Q 402 Paul and Len, we took verbal evidence this morning from David Palmer-Jones, the chief executive of SITA UK. He made what I regard as very serious allegations about officers from GMB, Unite and UCATT. Obviously, the latter are not present, so I cannot put the allegations to them. He was talking about intimidation at what he said was picketing, but, upon further questioning, turned out to be demonstrations in Teesside relating to issues with SITA. He said that officials of your unions tacitly approved of the tactics deployed—that is, intimidation—and were actively supporting them. I wanted to give you the opportunity to share your thoughts on that.
Sir Paul Kenny: I do not know what he said to you, but if he wants to write to me, I am happy to look into those concerns. I can tell you that Teesside is a bit of a flashpoint because it involves a company that is importing labour and paying them below the market rate, denying jobs to local people. That is always a difficult situation and there are protests about that. They come from a wide variety of people, including us. I checked yesterday what the situation was—I try to stay in touch with what I think are difficult areas—and I was told that there had been absolutely no arrests and that relations with the police were okay, because I ask those questions. I was told that if ever there is an issue, the inspector talks to whoever the group are, exactly as I described earlier, and if there are any concerns, they are relayed and then dealt with by the people on the ground.
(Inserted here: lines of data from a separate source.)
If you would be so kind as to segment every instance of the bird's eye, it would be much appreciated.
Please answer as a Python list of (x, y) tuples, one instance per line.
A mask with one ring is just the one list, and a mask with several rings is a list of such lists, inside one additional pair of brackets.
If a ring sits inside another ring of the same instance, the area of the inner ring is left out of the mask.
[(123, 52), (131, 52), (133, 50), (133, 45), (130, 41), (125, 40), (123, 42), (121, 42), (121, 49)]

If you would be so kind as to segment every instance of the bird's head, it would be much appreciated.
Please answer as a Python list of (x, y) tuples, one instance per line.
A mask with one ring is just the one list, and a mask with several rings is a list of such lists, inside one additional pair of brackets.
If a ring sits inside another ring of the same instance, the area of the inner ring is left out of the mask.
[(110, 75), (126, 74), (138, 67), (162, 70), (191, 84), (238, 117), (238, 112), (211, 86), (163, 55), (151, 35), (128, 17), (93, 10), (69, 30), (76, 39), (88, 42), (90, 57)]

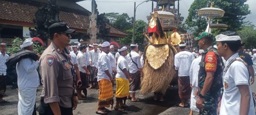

I realise that that has been said to you and I appreciate the fact that you have put it to me. I have absolutely no knowledge of it. I would love to see some substantive evidence of it, and if there was some, we would deal with it. My latest check—presumably, the police can confirm this—is that there has not been any evidence. If there was any sort of behaviour like this, I expect the police would step in. They are there when they are needed, but relationships are pretty good, as I understand it. The dispute has been on for a while now, and to my knowledge not a single person has been charged with any sort of behaviour like this at all.
Forgive me if I am a bit sceptical of people coming along and saying, “At the bottom of the garden there’s lots of fairies.” There may be, but I have not seen them. I would like to see them before I start to legislate against them.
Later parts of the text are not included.